I was mentioning recently how lucky I am to have J.’s devotion in sickness and in health, for richer or for poorer, and all that. One of the ways that J. has shown her loyalty is by making herself available for every important medical appointment I attend. She is the driver, the supporter, and the questioner, when need be. She has taken umpteen vacation days and switched her other days off earned through extended workdays to accommodate my patienting.
There are many benefits to J.’s presence at the doctor, but there’s the odd time I wish she weren’t there, to be honest. When we met with Dr. Liver a few months back, and were asking him about travel, he acknowledged witnessing many bankruptcies among people who have travelled without medical insurance. J. has been very hesitant to cross any borders with me for some time now thanks to Dr. Liver’s honesty, which reinforced her concerns.
Then there was last week’s meeting with Dr. Bloody Resident, when I stupidly mentioned how fatigued I’d been of late. I liked Dr. Resident, despite my moniker for her. She was forthright yet thorough and caring. And so it should come as no surprise that she asked, in front of J.: “You’re not driving anymore, are you?” My heart sank.
Well, yes, Dr. Bloody Resident, in fact I am. Not all the time, not when I’m overly fatigued, not when I’m in the car with J.–she assumed the role of chauffeur a long time ago–but for short trips within the city. J. quickly piped in that she sometimes hides my keys if, in her judgement, I wouldn’t be safe behind the wheel.

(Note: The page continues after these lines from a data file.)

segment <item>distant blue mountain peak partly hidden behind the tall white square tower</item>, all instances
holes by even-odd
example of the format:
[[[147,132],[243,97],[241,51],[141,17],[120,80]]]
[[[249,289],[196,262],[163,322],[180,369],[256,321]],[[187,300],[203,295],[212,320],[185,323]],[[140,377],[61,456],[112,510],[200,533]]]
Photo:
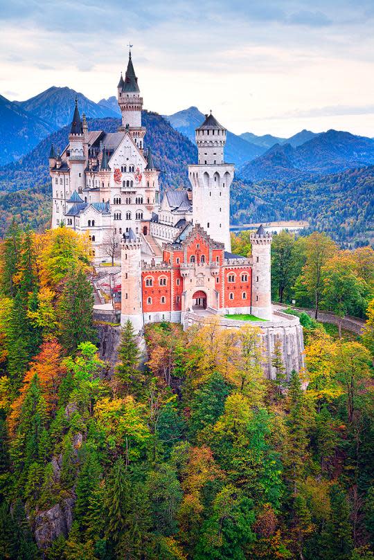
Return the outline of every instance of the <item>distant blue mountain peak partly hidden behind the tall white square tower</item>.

I’ve had my new car for almost a year now, and it is dent free, which for me is a sign that I am driving safely. The thought of giving up my license, and with it my independence, is not one I want to be considering at this point.
When I was first diagnosed with cancer, I envisioned feeling better enough someday to go back to working more. I saw myself travelling farther afield on occasion, going out to movies and plays in the evening again, and having more energy to spend with people. I figured at some point I’d be back to the way I was before I got sick. I know people with cancer who return to work full time and run marathons, among other crazy things.
Sadly, I’ve learned that, unless God intervenes (highly unlikely since I like bacon so much), there are times when I will measure my life by a series of losses, some more important than others (we’ll leave cleaning out of this). But I’m not ready to give up driving just yet. I hope that’s not inevitable, although my granny pill case and progressives may suggest otherwise. And I’m hoping no one ever withdraws my blogging privileges. I need something to do when I’m not running marathons.